Plate lunch (pā mea ʻai) is a signature Hawaiian meal that reflects a blend of Polynesian, North American and East Asian cuisines. Typically consisting of one or two scoops of white rice, macaroni salad, and an entrée—often Japanese-inspired like chicken katsu or teriyaki—this meal has its roots in the 1880s, evolving from the Japanese bento tradition to cater to plantation workers in Hawaii. Over time, it has expanded to include a variety of popular entrées, such as kalbi, char siu pork, and kālua puaʻa, showcasing the diverse culinary influences on the islands.
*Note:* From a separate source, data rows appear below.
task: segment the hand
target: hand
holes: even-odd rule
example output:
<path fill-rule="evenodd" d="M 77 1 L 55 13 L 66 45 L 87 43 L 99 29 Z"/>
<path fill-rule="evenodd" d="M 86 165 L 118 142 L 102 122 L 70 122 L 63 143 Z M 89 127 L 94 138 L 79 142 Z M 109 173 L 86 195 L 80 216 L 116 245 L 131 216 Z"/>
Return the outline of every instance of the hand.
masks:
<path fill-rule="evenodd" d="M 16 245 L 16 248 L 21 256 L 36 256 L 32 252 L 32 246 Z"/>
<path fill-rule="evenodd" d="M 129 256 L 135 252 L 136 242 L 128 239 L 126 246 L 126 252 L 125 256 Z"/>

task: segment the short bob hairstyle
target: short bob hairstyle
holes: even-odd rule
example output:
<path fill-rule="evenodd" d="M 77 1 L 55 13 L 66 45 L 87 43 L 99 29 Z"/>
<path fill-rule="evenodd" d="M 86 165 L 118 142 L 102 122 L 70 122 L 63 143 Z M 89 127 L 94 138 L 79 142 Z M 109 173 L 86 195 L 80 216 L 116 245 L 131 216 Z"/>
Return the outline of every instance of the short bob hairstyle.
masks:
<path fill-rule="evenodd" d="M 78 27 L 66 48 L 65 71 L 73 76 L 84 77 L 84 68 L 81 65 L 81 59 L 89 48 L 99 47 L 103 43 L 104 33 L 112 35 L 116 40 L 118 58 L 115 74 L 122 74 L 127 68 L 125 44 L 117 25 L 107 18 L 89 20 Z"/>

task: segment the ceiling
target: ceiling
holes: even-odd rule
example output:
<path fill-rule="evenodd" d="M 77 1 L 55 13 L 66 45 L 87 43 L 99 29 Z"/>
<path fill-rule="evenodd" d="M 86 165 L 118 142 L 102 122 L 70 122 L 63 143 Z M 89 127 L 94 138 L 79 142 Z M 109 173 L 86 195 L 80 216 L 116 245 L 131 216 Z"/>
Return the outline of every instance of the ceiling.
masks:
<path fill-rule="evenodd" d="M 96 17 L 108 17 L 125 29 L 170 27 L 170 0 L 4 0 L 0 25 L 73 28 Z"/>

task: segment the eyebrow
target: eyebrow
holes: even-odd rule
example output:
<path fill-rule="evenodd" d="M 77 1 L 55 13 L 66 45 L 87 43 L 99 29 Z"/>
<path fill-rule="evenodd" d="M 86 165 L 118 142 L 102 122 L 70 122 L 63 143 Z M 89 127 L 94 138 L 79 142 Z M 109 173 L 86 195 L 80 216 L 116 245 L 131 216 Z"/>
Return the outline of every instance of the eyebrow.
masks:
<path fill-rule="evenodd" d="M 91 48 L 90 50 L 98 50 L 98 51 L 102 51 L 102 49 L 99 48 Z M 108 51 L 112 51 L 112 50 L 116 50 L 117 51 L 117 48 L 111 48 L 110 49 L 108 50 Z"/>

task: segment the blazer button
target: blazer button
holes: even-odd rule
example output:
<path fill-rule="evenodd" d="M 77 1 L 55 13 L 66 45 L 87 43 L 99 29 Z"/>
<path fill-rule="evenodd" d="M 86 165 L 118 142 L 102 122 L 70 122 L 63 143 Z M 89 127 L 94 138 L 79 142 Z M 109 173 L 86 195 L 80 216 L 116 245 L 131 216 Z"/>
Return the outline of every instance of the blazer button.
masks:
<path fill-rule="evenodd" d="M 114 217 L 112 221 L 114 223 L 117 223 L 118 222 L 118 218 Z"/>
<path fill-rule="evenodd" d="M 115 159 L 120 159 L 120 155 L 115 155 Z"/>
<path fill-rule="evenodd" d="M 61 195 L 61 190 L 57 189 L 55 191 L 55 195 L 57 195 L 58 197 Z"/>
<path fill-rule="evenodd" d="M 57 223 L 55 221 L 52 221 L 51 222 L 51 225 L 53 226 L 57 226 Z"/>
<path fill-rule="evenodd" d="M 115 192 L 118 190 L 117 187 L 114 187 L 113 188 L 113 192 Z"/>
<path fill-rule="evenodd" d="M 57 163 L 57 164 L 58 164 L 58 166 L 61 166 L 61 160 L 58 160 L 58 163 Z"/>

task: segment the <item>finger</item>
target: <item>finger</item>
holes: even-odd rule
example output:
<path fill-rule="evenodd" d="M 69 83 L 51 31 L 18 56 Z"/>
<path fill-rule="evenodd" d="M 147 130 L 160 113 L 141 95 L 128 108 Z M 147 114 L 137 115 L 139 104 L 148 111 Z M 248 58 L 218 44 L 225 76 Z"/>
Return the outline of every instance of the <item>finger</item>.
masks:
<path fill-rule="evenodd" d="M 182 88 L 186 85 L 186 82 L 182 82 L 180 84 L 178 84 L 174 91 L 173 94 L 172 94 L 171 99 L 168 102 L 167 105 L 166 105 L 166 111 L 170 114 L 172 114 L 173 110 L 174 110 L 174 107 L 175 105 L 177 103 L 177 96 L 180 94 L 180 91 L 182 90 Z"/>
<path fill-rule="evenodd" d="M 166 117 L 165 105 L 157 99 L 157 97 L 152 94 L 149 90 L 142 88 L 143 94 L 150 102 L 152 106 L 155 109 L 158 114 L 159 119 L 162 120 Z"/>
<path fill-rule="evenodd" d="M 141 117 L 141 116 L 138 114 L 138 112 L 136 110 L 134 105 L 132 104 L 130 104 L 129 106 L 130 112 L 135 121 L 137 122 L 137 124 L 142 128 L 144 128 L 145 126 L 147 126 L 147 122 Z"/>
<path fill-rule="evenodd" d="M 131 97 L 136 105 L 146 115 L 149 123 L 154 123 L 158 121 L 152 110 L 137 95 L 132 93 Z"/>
As plate lunches gained popularity, they transitioned from lunch wagons to standalone restaurants, eventually making their way to the U.S. mainland, where they continue to attract fans of Hawaiian cuisine.

===Vietnam===
Cơm bình dân, or cơm bụi, is a Vietnamese term that refers to an affordable meal primarily featuring rice accompanied by a variety of side dishes typical of Vietnamese cuisine. Literally translating to "commoner's rice," this dish is commonly sold by street vendors and restaurants. A typical cơm bình dân meal consists of a generous serving of rice, often paired with boiled or pickled vegetables, a light soup, and a selection of meats, which may include pork, beef, chicken, fish, or tofu, alongside grains and additional vegetables.